Last updated: March 22, 2024

What Does Warranty And Indemnity Mean?

A warranty and indemnity is used when a business is bought or sold. Though both terms are closely related, they have differences. A warranty is a statement made by the seller at the time of sale that is factual and true. An indemnity, on the other hand, is a promise the seller makes at the time of sale to help the buyer make up any losses in case of the occurrence of a particular event.

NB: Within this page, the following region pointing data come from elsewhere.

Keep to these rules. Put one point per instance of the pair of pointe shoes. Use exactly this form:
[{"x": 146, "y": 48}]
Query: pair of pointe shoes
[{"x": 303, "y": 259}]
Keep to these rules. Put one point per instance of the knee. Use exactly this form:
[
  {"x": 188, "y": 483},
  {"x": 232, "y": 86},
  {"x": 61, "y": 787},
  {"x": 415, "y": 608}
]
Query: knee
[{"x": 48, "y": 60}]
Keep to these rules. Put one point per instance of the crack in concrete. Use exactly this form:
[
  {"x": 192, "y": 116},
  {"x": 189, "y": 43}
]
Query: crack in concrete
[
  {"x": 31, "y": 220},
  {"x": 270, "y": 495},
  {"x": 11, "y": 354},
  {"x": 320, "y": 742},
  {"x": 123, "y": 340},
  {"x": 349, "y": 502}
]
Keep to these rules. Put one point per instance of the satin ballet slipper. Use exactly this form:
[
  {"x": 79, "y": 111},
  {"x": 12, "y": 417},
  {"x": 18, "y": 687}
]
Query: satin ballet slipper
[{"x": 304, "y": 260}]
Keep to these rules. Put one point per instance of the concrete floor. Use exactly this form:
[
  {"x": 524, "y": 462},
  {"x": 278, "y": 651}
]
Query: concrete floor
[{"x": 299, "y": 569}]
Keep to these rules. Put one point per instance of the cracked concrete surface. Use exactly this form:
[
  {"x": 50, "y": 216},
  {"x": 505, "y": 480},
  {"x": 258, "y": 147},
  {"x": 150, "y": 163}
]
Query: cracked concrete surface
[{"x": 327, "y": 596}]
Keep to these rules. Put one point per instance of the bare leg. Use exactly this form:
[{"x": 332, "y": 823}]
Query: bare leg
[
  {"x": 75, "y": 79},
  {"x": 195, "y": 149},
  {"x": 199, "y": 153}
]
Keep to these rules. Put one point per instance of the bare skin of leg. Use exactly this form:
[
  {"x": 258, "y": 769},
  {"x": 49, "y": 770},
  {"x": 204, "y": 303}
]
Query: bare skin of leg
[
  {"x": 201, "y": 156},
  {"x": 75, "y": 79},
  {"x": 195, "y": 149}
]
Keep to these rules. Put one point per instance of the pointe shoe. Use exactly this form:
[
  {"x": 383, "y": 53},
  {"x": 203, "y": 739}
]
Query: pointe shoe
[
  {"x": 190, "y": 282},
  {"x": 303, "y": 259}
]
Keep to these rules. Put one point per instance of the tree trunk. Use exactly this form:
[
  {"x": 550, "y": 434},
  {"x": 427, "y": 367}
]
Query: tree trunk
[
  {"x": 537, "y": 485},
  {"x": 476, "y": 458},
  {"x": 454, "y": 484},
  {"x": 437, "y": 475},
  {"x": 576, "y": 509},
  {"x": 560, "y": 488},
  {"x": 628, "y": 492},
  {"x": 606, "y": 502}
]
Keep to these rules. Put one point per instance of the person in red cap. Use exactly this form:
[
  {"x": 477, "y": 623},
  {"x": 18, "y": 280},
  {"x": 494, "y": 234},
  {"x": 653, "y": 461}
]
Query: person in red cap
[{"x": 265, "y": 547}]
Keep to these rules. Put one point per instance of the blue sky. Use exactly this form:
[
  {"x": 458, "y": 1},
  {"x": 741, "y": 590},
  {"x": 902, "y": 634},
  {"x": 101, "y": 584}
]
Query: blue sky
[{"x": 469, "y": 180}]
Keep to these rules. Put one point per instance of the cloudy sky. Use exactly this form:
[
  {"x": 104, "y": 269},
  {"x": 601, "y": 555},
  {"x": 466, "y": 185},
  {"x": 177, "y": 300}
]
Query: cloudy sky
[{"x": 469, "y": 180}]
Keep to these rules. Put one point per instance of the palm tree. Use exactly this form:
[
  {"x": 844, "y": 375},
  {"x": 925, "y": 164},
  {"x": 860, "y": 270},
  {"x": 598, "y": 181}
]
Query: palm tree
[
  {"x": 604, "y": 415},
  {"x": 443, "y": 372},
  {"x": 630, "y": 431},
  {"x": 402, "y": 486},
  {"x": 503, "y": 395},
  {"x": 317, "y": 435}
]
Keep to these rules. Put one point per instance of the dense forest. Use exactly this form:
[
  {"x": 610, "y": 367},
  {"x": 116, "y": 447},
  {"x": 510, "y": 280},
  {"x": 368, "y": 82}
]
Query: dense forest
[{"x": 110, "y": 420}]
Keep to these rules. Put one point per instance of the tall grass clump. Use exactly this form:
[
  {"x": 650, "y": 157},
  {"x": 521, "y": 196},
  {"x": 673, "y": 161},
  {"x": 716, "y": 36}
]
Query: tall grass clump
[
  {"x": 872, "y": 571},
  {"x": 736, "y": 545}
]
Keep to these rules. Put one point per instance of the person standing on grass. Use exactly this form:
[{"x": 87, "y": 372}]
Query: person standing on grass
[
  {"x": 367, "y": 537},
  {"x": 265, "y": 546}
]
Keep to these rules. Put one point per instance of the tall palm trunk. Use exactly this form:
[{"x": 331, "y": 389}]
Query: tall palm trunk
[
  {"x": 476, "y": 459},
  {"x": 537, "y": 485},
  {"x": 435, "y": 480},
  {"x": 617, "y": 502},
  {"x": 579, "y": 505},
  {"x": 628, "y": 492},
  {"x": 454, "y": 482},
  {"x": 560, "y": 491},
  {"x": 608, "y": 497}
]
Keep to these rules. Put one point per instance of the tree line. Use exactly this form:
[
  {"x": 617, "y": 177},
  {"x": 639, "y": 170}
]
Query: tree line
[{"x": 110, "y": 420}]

Divestopedia Explains Warranty And Indemnity

Warranties and indemnities are include in a purchase and sale agreement at the time of sale and offer many advantages for the buyer. Firstly, they offer some form of compensation for buyers as it is not possible for the buyer to understand all the intricate aspects of the business at the time of purchase. Secondly, every company has its own liabilities and debts, so when another company buys it, the latter acquires all of these liabilities as well. Some of these liabilities may be known, but some could also be unknown. Thirdly, the law does not provide much protection for the buyer for such a transaction. So, it is only natural that buyers expect such protection from sellers in the form of warranties and indemnities.

The difference between a warranty and an indemnity is most evident at the time of making a claim for compensation. A breach of warranty will be acknowledged and the necessary compensation will be given only if the breach was shown by the buyer and its financial impact of the same is proved by the buyer. In other words, the onus to prove a breach of warranty is on the buyer. Indemnity, on the other hand, gives compensation in cases that are not covered by a breach in warranty. It also provides compensation or any other remedy in situations where legal help is not available to the buyer. In this case, the onus is not on the buyer as the indemnity agreement implies that financial compensation will be provided to the buyer in any legal claim.

A final difference is that the seller is obliged to mitigate the loss for the buyer under a warranty, but there is no such obligation in the case of an indemnity.